Fixelcfestats not robust to outliers?

rgrazioplene · October 29, 2018, 1:33pm

Hello MRtrix community, I am encountering an issue in which the results of fixelcfestats appear strongly driven by a single outlier (1 observation out of 159 observations). The fwe results are highly significant when that observation is included, but nonsignificant when it is removed. I have a memory of seeing a paper or conference presentation at some point in the last year that mentioned this problem, but I can’t seem to track it down. So, my question is, am I correct in remembering that this problem may have been addressed somewhere in the literature? If so, does anyone remember what it was? If not, has anyone else encountered this issue, and are there any ways of avoiding this? (Other than post-hoc checks.)

Thanks in advance,
Rachael

jdtournier · October 31, 2018, 9:01pm

I have to admit that I’m not all that familiar with the statistics involved, but I would naively have assumed that the permutation testing would have somehow dealt with it. However, a quick search does pull up a decent explanation of how an outlier could influence the FWE error rate – on Twitter, of all places… So based on that little video, if you’re doing a regression, and your outlier is at the end of the range in your outcome measure, and also an outlier in terms of its AFD, then this could lead to artificially low p-values. Have a look at the video, see if I’ve got that right…

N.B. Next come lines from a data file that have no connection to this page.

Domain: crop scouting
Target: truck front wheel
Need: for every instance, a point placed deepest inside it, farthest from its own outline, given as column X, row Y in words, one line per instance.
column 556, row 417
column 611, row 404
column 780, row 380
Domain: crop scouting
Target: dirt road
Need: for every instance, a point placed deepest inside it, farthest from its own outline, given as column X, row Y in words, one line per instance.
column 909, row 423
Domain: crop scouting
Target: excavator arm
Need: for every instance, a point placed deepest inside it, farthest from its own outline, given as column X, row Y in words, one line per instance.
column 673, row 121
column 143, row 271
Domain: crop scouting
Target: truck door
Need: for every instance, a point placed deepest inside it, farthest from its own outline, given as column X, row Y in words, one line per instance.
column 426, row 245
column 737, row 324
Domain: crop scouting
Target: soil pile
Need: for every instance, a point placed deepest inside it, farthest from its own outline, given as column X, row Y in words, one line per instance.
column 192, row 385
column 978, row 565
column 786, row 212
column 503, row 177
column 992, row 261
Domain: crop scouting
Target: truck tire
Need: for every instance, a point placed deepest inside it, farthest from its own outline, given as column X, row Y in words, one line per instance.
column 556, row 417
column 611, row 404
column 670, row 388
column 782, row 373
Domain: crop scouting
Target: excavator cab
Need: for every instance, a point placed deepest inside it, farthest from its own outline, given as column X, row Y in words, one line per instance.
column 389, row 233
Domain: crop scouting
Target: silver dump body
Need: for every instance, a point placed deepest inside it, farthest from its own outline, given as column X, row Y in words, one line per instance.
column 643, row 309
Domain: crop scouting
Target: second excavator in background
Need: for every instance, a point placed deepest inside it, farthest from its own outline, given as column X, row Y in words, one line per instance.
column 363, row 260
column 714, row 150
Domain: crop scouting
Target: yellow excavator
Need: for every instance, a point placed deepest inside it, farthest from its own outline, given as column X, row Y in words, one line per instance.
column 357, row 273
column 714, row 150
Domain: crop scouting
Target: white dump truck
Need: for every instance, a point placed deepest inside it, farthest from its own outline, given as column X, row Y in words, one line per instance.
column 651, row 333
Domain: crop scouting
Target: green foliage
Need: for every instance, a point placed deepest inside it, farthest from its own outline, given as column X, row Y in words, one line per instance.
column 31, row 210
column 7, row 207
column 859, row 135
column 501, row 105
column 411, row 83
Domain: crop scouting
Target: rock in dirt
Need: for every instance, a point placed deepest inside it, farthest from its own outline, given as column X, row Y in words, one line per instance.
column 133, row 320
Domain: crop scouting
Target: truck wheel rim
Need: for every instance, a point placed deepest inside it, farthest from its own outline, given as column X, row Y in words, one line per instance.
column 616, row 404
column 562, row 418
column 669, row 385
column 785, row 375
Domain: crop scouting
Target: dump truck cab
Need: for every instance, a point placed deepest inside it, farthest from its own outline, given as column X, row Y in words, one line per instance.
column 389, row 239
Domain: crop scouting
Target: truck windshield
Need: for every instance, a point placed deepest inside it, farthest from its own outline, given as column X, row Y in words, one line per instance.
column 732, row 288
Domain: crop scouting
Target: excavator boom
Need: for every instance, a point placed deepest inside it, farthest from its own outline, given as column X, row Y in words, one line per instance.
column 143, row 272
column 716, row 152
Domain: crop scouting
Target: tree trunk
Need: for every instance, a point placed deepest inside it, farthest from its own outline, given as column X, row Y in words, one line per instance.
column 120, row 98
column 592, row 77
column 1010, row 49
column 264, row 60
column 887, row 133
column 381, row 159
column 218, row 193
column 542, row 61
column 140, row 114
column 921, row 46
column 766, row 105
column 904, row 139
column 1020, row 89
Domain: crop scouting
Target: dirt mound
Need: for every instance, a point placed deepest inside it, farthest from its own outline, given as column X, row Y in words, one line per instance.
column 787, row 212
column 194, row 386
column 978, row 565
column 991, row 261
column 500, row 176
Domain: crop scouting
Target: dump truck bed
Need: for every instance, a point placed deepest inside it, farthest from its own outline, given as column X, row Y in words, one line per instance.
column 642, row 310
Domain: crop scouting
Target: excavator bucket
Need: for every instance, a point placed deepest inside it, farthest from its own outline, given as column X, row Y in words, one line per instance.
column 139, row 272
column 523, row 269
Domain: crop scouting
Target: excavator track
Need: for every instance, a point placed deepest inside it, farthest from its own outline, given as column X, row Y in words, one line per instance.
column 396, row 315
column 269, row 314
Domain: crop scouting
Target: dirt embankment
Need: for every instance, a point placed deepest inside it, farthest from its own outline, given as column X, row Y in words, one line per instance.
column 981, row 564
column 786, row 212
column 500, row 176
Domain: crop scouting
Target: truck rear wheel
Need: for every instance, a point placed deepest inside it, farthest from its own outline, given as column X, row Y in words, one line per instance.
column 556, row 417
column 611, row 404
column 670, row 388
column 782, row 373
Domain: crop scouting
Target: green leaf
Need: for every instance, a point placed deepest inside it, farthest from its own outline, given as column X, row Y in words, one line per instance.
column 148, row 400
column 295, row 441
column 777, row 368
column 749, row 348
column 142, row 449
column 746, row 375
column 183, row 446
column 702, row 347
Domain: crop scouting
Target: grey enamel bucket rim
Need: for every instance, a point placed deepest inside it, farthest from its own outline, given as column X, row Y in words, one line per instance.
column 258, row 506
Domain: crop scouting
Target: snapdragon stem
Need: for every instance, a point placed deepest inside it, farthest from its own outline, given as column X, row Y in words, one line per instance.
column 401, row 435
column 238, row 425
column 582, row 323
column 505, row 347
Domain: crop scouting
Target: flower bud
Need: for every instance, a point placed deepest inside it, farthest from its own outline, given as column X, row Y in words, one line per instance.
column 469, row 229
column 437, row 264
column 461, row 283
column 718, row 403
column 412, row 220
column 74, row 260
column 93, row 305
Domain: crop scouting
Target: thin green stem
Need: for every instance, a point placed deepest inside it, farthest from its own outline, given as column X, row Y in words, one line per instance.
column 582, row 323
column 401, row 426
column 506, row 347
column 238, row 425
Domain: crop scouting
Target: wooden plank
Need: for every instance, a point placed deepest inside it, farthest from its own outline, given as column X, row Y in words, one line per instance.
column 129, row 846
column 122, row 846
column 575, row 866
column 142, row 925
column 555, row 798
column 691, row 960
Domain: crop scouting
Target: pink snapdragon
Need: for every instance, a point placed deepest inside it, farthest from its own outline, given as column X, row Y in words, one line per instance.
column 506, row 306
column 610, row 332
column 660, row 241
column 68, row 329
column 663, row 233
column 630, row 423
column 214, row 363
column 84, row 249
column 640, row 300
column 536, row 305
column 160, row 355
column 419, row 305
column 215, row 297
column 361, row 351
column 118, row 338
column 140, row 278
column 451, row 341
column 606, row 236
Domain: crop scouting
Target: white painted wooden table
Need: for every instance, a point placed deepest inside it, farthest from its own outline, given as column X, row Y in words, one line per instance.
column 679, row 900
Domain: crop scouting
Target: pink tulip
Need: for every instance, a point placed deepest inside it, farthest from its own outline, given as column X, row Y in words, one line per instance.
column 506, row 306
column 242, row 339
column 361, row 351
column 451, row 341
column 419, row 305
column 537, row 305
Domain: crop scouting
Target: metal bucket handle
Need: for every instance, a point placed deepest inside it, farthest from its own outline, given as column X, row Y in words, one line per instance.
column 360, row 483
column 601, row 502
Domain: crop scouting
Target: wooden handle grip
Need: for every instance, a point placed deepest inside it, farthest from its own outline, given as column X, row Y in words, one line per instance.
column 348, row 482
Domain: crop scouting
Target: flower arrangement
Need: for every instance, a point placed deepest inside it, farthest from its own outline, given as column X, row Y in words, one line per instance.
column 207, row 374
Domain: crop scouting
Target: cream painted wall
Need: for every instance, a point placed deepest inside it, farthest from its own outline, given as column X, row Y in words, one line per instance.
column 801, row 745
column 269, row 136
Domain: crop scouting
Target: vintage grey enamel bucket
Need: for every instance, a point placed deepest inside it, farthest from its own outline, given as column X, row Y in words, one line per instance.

As to whether there are ways of avoiding this: not as far as I know in the current software. Maybe others have solutions that they’re working on?

rgrazioplene · November 5, 2018, 3:51pm

Fascinating–this bivariate outlier situation is exactly what was going on in my data, which was obvious as soon as I started making scatterplots of the results. The troublesome case wasn’t an exclusion-worthy outlier in the predictor variable alone, which is why I went ahead and included it in the whole brain regressions. Frustrating to find out that some seemingly cool results weren’t so strong after all, but a good lesson re: why it’s important to visualize data post hoc using values from fwe-significant clusters.

Looks like Dr. Mumford did follow up on suggesting a fix for this issue:

The goal of this video is a simple fix that will at least help you avoid the scenario that inflates your Type I errors. It will only take a few minutes….look at the distribution of your explanatory variables! Are there outliers? If so, run your model with and without those subjects and report both results. More about why this works and why modeling strategies such as robust regression and flame 1 may miss these types of outliers in the video.

Link to the video explanation

rsmith · November 25, 2018, 5:55am

As to whether there are ways of avoiding this: not as far as I know in the current software. Maybe others have solutions that they’re working on?

The solution I have on the way is only applicable for the prior explicit labelling of outliers, which are then excluded from the model on a per-fixel basis. It’s intended for dealing with brain cropping / inconsistent fixel correspondence rather than “outliers” more generically.